Depending on what you are doing, you might find the "next frame" key shortcut useful (seems to be "e" by default). There is no "previous frame" shortcut in VLC though.

nurupo commented 1 year ago

Interesting enough, if you move the mouse, VLC propagates the middle mouse click to the plugin without a delay.

xecus922 commented 1 year ago

Interesting enough, if you move the mouse, VLC propagates the middle mouse click to the plugin without a delay.

Nice find! I just tried that and you're right! Moving the mouse in between wheel clicks removes the delay! This is hilarious, I would've never expected that. But a very pleasant surprise and just what I needed. I can do that as a workaround, thank you for seriously looking into this and actually experimenting with it yourself to discover this workaround, very much appreciated and I'll be making a donation as soon as I can, you have my word on that.

nurupo commented 1 year ago

I had a chance to debug this issue today.

The way it works, your mouse events are captured by Qt and then relayed to VLC. When you do two mouse wheel clicks in a rapid succession, Qt tells to VLC that the following events are happening: mouse wheel press, mouse wheel release, mouse wheel double-click, mouse wheel release. However, VLC doesn't tell plugins about any double-clicks that are not a left mouse click. With just the double-click being ignored the even sequence would become: press, release, release, but VLC also ignores passing repeated press/release events to plugins, so it becomes: press, release. So effectively VLC doesn't propagate the last two events to plugins, making mouse wheel double-click and the following release non-existent.

I could modify VLC so that the events are propagated and thus could be handled by my plugin, but I think that a patch allowing mouse wheel double-clicks might raise VLC developer's eyebrows. I doubt they will be willing to change how mouse clicks in VLC 3.0.x are handled, but I could try submitting a patch for VLC 4.

nurupo commented 1 year ago

Speaking of submitting the patch for VLC4 -- looks like this is not an issue on VLC4, every mouse wheel click gets registered there.

I was writing a bug report to the VLC bugtracker, citing the VLC3 code lines I have provided in my previous comment here, but noticed that in VLC4 the mouse handling got reworked and no longer filters out mouse wheel double-clicks -- all double-clicks get unconditionally passed to plugins. I have tested the latest nightly VLC4 and can confirm that my plugin receives all the mouse wheel click events and pauses on them correctly, without any delay.

Here is a plugin I just built off the current master branch in case you want to try it with VLC4. I assume you use Windows, otherwise you should be able to build the plugin yourself following the instructions in the README. Just note that VLC4 is still in development, it hasn't released yet, so you might encounter bugs. The zip contains a download link to the VLC4 that the plugin was built against. Depending on the ABI compatibility, it might or might not work with other VLC4 builds.
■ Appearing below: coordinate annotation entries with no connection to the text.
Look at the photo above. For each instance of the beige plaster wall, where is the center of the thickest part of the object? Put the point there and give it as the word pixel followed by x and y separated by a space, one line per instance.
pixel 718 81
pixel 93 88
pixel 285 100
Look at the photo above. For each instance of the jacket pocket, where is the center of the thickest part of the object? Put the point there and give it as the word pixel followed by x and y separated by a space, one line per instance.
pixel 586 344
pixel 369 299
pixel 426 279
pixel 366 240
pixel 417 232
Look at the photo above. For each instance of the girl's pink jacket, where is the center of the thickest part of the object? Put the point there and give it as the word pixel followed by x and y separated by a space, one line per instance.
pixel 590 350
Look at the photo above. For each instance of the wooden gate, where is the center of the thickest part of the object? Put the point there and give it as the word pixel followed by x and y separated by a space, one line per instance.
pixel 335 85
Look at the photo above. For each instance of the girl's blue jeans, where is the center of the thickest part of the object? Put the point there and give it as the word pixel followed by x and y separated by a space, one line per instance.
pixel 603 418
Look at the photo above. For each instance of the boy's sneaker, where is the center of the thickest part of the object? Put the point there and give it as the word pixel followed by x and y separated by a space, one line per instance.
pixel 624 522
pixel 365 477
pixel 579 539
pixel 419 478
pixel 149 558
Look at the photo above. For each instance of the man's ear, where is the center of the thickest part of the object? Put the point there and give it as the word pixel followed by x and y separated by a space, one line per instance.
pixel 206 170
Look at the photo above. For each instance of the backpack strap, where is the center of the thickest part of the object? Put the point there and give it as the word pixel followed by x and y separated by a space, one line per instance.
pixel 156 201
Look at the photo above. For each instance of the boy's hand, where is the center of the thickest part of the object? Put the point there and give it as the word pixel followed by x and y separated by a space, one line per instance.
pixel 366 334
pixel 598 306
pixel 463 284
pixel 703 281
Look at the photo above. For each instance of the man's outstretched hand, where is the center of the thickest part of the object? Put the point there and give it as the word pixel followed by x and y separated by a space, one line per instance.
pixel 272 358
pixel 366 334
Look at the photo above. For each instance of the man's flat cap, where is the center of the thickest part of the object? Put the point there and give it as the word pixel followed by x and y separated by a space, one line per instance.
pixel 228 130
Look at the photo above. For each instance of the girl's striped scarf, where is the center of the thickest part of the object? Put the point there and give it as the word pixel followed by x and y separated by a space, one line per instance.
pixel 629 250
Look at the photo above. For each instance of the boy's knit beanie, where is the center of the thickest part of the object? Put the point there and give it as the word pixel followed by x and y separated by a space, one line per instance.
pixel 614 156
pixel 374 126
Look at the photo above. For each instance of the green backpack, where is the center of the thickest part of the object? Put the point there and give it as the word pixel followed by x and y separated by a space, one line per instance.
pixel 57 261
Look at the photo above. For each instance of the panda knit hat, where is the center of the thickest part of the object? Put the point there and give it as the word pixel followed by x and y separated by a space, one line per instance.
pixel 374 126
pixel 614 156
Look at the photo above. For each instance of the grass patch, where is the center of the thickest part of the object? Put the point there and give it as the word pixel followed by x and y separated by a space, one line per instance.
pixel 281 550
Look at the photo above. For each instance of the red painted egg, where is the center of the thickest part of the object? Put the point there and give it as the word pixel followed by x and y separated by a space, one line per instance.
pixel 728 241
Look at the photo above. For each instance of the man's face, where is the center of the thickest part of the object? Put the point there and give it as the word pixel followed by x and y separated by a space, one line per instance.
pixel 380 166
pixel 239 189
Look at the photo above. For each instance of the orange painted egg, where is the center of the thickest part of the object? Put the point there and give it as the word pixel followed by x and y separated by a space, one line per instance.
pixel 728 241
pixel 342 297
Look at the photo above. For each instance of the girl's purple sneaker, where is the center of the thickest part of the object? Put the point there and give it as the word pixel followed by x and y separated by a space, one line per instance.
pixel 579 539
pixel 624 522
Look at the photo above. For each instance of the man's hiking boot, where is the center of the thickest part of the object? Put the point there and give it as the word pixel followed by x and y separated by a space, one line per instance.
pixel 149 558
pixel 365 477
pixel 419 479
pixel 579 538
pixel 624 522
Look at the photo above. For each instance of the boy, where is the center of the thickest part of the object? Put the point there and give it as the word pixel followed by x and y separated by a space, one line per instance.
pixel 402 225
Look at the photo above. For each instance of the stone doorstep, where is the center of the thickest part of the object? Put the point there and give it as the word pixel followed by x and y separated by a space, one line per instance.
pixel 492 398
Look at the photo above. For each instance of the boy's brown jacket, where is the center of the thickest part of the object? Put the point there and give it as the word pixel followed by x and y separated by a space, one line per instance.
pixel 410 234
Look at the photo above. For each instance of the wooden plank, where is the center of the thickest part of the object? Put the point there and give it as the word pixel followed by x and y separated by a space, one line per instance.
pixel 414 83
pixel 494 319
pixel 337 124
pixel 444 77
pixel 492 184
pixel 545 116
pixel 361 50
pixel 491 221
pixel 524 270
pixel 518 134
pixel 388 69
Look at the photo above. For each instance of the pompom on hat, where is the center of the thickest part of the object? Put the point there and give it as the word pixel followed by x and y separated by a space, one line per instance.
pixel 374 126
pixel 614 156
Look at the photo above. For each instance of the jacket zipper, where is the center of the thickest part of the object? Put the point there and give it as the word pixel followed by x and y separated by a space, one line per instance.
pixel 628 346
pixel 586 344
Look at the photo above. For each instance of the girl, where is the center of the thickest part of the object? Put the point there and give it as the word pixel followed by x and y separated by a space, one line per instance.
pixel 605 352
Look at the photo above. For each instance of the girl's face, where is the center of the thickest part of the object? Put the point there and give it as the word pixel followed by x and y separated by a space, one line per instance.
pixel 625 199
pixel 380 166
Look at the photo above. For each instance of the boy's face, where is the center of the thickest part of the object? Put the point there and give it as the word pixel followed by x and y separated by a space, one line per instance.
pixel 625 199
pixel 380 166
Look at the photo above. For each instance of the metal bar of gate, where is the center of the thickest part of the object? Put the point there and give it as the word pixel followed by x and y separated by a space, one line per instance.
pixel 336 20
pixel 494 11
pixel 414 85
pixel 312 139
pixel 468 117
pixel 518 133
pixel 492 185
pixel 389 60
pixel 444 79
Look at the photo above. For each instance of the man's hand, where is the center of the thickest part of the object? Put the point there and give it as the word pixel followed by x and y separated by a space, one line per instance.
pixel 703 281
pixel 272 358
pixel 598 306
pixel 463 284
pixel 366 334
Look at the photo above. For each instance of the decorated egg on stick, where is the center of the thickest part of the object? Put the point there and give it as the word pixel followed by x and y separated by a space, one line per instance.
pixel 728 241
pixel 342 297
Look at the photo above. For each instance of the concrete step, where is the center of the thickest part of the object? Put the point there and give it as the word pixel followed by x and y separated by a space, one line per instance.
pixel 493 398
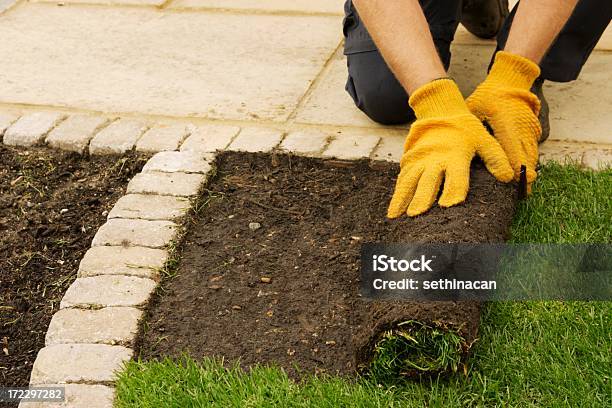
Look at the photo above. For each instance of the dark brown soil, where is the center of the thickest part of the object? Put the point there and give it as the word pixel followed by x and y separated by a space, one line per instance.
pixel 288 292
pixel 51 205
Will see if VLC developers are open to accepting the patch into 3.0.x.

nurupo commented 1 year ago

Here is the patch https://code.videolan.org/videolan/vlc/-/merge_requests/4284

I have initially made a patch that passes double-clicks as double-clicks to plugins, but that might break some plugins (it did break mine, for example), so I decided against that in favor of this more simpler patch of passing double-clicks as regular mouse button presses.
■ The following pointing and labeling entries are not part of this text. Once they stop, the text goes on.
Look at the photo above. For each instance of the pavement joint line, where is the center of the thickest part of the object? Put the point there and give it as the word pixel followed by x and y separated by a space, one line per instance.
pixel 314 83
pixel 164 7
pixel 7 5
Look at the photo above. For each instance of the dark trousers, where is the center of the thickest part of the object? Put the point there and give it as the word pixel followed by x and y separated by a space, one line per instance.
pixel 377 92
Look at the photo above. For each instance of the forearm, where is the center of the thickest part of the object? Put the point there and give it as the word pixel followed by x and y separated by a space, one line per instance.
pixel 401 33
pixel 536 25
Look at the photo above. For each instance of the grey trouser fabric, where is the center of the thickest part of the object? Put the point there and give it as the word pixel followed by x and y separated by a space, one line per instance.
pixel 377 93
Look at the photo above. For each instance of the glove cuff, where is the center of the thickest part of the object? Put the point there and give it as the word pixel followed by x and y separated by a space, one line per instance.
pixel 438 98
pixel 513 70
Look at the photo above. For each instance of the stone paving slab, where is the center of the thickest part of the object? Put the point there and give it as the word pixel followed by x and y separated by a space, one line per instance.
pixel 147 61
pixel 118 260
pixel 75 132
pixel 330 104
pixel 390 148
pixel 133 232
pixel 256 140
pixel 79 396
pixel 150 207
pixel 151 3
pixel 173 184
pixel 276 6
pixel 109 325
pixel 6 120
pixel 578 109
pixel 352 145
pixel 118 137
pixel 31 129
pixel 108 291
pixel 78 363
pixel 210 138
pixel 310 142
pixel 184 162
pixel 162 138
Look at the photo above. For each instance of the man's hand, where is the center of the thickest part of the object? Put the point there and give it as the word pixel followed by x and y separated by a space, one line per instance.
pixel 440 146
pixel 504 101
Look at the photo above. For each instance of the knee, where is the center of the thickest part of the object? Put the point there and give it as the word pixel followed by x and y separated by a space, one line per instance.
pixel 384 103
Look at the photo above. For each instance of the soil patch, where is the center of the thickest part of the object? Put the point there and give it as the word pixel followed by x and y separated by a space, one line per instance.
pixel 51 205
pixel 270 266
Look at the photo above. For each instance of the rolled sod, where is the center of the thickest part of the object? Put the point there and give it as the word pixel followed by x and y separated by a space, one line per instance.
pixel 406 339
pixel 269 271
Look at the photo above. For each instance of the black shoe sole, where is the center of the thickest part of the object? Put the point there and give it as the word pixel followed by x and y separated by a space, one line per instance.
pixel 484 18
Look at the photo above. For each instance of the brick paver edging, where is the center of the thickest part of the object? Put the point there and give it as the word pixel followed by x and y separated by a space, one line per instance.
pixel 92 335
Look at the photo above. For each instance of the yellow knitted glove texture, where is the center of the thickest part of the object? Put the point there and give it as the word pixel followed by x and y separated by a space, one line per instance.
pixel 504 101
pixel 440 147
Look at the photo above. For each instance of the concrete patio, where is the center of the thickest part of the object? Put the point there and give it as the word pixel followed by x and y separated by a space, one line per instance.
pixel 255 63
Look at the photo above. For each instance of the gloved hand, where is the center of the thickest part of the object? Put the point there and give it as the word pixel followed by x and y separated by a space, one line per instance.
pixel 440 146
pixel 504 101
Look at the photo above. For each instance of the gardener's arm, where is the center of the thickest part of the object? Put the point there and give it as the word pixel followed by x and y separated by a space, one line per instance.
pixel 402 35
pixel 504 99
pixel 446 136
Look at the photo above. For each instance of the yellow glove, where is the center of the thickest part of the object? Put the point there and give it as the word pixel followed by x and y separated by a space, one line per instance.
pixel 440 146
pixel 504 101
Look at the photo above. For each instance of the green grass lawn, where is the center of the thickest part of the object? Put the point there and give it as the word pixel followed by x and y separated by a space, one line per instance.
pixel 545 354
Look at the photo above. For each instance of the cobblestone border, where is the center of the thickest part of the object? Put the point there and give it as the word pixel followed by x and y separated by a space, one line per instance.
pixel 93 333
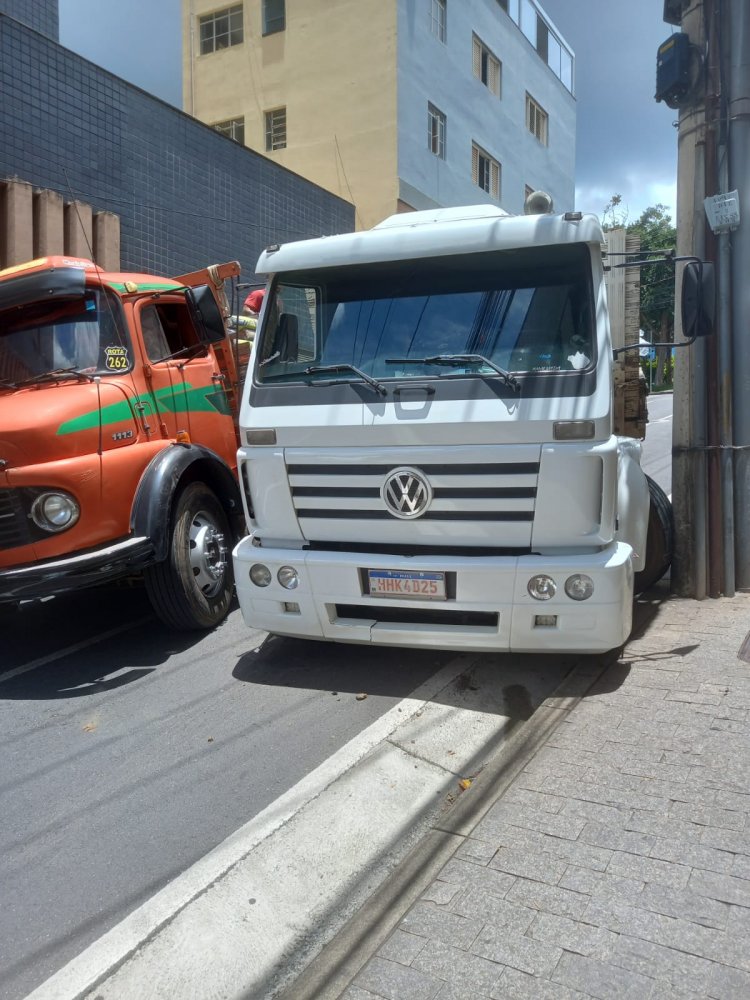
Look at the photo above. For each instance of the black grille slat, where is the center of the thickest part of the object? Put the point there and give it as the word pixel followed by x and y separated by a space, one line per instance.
pixel 445 493
pixel 14 525
pixel 488 469
pixel 440 515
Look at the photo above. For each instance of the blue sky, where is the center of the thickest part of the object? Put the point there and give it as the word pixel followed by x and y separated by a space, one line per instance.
pixel 626 142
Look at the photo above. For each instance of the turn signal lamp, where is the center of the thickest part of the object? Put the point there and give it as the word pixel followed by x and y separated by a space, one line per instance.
pixel 288 577
pixel 541 587
pixel 579 587
pixel 260 575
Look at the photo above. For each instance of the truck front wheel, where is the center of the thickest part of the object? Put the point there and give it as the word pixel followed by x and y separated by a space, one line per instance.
pixel 192 588
pixel 659 538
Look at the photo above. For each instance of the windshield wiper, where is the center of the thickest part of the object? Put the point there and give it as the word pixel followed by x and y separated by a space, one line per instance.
pixel 53 376
pixel 457 359
pixel 378 386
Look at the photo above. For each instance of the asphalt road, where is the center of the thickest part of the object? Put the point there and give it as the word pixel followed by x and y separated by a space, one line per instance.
pixel 129 752
pixel 657 448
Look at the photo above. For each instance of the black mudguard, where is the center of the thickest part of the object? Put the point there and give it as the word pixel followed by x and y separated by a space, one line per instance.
pixel 163 478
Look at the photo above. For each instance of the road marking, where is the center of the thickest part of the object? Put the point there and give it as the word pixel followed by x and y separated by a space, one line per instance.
pixel 74 648
pixel 109 953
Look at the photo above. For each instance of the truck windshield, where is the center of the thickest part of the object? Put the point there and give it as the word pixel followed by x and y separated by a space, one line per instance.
pixel 60 337
pixel 526 311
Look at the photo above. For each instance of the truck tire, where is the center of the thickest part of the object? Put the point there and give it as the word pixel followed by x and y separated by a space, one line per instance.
pixel 192 588
pixel 659 538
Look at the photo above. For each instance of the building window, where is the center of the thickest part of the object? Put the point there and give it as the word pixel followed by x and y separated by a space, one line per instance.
pixel 436 131
pixel 542 38
pixel 486 67
pixel 537 120
pixel 276 129
pixel 439 19
pixel 221 29
pixel 234 128
pixel 485 171
pixel 274 16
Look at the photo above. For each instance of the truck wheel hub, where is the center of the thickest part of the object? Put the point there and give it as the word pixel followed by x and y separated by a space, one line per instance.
pixel 208 555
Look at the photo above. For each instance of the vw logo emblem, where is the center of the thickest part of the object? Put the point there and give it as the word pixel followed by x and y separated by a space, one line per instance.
pixel 406 493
xecus922 commented 1 year ago

Speaking of submitting the patch for VLC4 -- looks like this is not an issue on VLC4, every mouse wheel click gets registered there.

I was writing a bug report to the VLC bugtracker, citing the VLC3 code lines I have provided in my previous comment here, but noticed that in VLC4 the mouse handling got reworked and no longer filters out mouse wheel double-clicks -- all double-clicks get unconditionally passed to plugins. I have tested the latest nightly VLC4 and can confirm that my plugin receives all the mouse wheel click events and pauses on them correctly, without any delay.

Here is a plugin I just built off the current master branch in case you want to try it with VLC4. I assume you use Windows, otherwise you should be able to build the plugin yourself following the instructions in the README. Just note that VLC4 is still in development, it hasn't released yet, so you might encounter bugs. The zip contains a download link to the VLC4 that the plugin was built against. Depending on the ABI compatibility, it might or might not work with other VLC4 builds.

* [vlc-4.0-64bit-win.zip](https://github.com/nurupo/vlc-pause-click-plugin/files/12686063/vlc-4.0-64bit-win.zip)

Will see if VLC developers are open to accepting the patch into 3.0.x.

Wow you already did it.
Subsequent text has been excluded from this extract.